Sharon T. Ray (sharon.ray@sthompsonassociates.com) is CEO at S. Thompson & Associates in Chicago, IL, and Ted Banks (tbanks@scharfbanks.com) is Partner at Scharf Banks Marmor LLC in Chicago, IL.

The media coverage over the last several months has highlighted the issues around reporting sexual harassment misconduct. Every company and industry is different, of course, so it may be misleading to try to generalize the factors that allowed this conduct to continue. But there are certainly some questions that should be asked. Were the problems due to a management culture that put profits above all else? Could it be due to the lack of a credible system to report wrongdoing without fear of retaliation? Could it have been due to a pervasive societal bias that has tolerated this conduct? Could it have been due to an HR department that viewed its job as protecting management, no matter what the cost to individuals or the long-term cost to the company? Most likely, some or all of these factors played a part.
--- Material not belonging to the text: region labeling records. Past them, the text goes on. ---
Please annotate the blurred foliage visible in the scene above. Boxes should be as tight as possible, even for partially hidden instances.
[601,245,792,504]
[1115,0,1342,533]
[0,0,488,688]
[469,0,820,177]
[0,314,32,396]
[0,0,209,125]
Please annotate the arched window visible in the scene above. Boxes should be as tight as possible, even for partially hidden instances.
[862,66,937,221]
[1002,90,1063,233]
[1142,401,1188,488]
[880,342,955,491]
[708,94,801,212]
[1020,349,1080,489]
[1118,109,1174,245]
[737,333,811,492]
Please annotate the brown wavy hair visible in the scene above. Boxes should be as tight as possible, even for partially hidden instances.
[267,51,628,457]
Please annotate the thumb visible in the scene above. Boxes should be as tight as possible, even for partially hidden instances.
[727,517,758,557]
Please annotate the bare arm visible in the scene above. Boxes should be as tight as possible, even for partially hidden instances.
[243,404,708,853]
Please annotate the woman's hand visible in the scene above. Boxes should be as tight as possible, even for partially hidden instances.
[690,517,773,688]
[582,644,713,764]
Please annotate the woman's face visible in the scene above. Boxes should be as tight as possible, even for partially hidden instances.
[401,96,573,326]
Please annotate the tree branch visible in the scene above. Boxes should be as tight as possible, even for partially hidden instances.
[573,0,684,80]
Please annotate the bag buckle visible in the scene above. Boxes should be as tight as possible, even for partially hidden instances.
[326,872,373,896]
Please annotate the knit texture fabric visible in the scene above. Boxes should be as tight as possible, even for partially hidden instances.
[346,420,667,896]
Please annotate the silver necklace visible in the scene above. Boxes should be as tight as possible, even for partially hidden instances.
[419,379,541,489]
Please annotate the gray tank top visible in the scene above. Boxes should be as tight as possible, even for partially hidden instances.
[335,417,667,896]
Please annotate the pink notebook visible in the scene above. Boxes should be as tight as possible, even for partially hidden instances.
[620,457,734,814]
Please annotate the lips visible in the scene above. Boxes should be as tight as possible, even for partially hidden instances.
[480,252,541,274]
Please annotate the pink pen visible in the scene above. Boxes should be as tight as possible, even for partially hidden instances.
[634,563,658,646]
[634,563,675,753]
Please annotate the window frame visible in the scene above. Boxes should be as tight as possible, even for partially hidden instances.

A common element in most of the reported cases is a failure to act by an organization’s HR department. Every experienced compliance officer knows that one of the key determinants of whether you have a successful compliance and ethics program is whether you have a good working relationship with the company’s HR department. Your HR colleagues can support a number of the processes, such as hiring employees who have no propensity to violate the law, communicating the importance of compliance and ethics as a key company value at new employee orientation, making certain that compliance training is delivered to the appropriate employees based on their roles, enforcing a system of incentives and punishments for compliance violations, and making certain that allegations of wrongdoing are fairly investigated without fear of (or actual) retaliation. The growing number of women coming forward with reports of sexual abuse in the workplace made it fairly obvious that in the companies where this conduct was allowed to persist, the HR department was not at the forefront of trying to protect employees from abuse.